And manufacturers can now operate without special permits or without being hampered by closed-loop conditions.
But a few reliable sources said that the city’s reopening would not be “the same as turning on the lights”.
It will take weeks, if not months, to come back to anything considered normal for the industrial output volumes, and then the shipping container volumes.
Shanghai would remain a “high-risk area, with limitations and controls for trucks to get in and out of the city,” thereby keeping a cap on available trucking capacity, which has been the biggest logistical challenge throughout the crisis.
Ocean carrier schedules will gradually return to normal in June.

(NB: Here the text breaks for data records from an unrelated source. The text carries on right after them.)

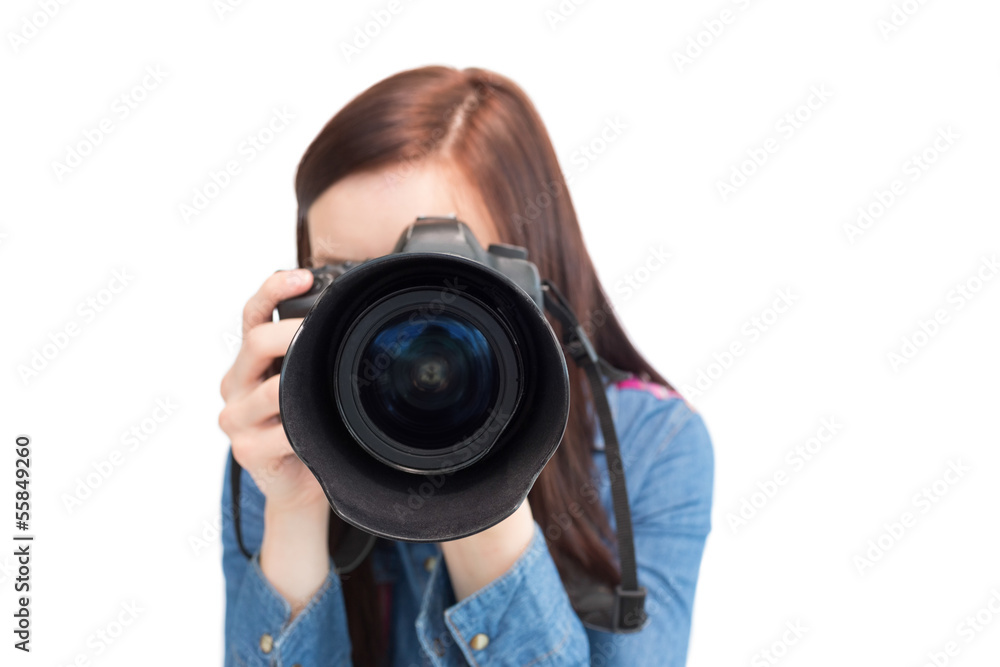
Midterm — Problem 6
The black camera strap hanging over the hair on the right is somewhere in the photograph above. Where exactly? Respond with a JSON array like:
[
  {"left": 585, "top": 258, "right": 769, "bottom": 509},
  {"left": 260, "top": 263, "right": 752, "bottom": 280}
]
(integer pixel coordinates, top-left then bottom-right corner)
[{"left": 542, "top": 280, "right": 646, "bottom": 632}]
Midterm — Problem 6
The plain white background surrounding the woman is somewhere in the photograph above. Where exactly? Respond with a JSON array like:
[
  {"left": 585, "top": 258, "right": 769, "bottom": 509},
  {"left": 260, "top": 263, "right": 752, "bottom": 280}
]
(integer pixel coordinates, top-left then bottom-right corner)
[{"left": 0, "top": 0, "right": 1000, "bottom": 667}]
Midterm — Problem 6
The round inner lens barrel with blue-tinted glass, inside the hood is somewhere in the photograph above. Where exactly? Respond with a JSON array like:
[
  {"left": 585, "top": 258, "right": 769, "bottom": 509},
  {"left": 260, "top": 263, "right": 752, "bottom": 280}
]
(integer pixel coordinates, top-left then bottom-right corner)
[{"left": 332, "top": 288, "right": 523, "bottom": 473}]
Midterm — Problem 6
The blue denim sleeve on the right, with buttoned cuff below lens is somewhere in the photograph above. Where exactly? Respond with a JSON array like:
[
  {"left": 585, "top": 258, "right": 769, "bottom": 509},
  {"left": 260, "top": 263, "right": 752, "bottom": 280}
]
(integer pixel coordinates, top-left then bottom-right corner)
[{"left": 416, "top": 401, "right": 714, "bottom": 667}]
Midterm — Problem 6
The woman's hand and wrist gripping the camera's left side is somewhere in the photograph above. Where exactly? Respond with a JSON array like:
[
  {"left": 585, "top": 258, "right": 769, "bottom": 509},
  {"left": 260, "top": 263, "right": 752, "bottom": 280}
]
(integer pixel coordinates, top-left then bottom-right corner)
[{"left": 219, "top": 269, "right": 330, "bottom": 617}]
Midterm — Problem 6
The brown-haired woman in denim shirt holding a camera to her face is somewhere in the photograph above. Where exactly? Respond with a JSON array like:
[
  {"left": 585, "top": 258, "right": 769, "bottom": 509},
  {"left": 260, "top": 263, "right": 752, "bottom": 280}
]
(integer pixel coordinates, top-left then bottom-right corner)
[{"left": 219, "top": 67, "right": 713, "bottom": 667}]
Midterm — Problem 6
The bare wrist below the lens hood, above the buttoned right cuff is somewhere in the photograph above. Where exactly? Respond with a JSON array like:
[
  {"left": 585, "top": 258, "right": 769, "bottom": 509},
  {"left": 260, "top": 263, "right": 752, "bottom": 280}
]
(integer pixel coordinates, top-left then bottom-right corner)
[{"left": 441, "top": 499, "right": 535, "bottom": 601}]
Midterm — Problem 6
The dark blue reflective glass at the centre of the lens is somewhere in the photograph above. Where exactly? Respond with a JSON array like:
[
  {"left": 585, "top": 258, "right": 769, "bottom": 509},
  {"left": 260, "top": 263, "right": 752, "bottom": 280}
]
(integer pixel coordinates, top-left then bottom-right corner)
[{"left": 359, "top": 312, "right": 499, "bottom": 450}]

However, with all factories re-opened, the volumes are expected to increase gradually, especially from the middle of June onward.

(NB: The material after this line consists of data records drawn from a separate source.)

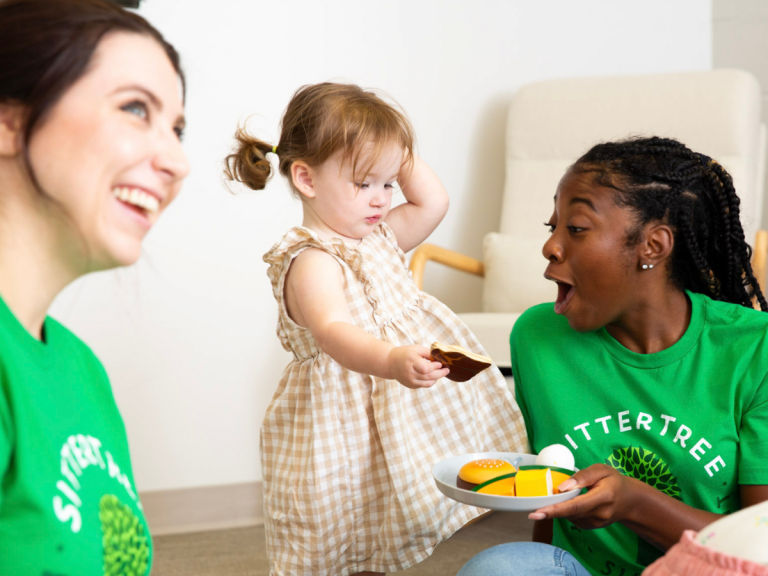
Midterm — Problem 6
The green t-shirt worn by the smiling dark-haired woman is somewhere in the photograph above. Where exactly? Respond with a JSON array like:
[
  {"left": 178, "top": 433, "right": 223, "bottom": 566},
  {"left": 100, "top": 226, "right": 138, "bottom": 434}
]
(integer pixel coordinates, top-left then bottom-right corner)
[{"left": 0, "top": 299, "right": 152, "bottom": 576}]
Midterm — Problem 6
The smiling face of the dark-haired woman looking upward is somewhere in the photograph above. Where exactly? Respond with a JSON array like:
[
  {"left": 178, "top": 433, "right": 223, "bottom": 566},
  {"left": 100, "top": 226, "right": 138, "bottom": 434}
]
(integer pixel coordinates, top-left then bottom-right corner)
[{"left": 26, "top": 32, "right": 187, "bottom": 273}]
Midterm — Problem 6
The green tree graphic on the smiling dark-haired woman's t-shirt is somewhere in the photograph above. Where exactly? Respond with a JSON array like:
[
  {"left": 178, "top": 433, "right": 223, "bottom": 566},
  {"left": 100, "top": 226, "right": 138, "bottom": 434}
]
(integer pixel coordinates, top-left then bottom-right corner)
[{"left": 99, "top": 494, "right": 149, "bottom": 576}]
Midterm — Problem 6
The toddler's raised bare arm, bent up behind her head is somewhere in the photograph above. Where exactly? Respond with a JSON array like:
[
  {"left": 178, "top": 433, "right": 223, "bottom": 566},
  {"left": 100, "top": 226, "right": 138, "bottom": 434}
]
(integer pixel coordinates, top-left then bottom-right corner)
[{"left": 386, "top": 156, "right": 449, "bottom": 252}]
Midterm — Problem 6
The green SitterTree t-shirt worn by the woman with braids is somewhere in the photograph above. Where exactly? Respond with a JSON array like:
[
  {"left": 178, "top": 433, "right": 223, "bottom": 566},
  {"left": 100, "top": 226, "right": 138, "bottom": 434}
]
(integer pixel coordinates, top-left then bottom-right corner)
[{"left": 510, "top": 292, "right": 768, "bottom": 576}]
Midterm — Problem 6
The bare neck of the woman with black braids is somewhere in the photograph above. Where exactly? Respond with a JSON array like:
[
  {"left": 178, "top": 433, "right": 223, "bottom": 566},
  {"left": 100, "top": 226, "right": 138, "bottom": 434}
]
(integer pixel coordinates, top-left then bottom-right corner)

As for airfreight, the export volume will build up very quickly, and the market will become very dynamic in June.
Indeed, common sentiment has been that a sudden glut of cargo would flood the market post-lockdown, as factories play production catch-up.
For example, the Chief representative at the Delegation of German Industry and Commerce in Shanghai, noted on social media: “For the value chains to be fully restored to a pre-lockdown level, it will still take some more weeks for sure.
We can also expect increased congestion on the port, as with the weeks coming, all companies want to ship their goods out as well as receive their goods, all at the same time.
Uncertainty remains high as no one knows if this could repeat any time, as soon as a new wave hits China.
Furthermore, the latest Shanghai port data from FourKites shows the so-called bullwhip effect is yet to materialize. It said throughput decreased over the past week, with the 14-day average ocean shipment volume down 17% when compared to 12 March, when the lockdown began.
When Shanghai shut down, other Chinese ports picked up some of that volume. It is unlikely that there is a massive backlog of cargo waiting to depart and, instead, we will see a quick spike in volume, but it will quickly return to normal levels.
Already, companies [in the west] have been carrying extra inventory to brace for ongoing and future disruptions. As publicly traded companies release quarterly earnings, this will be noticeable within their inventory costs for Q2.
Order volumes will have a longer lag than usual, given this approach to have more inventory on hand now to fulfill orders that will occur in the near term. This is driven by Shanghai, inflation, the US west coast labour agreement and companies getting into peak summer seasons.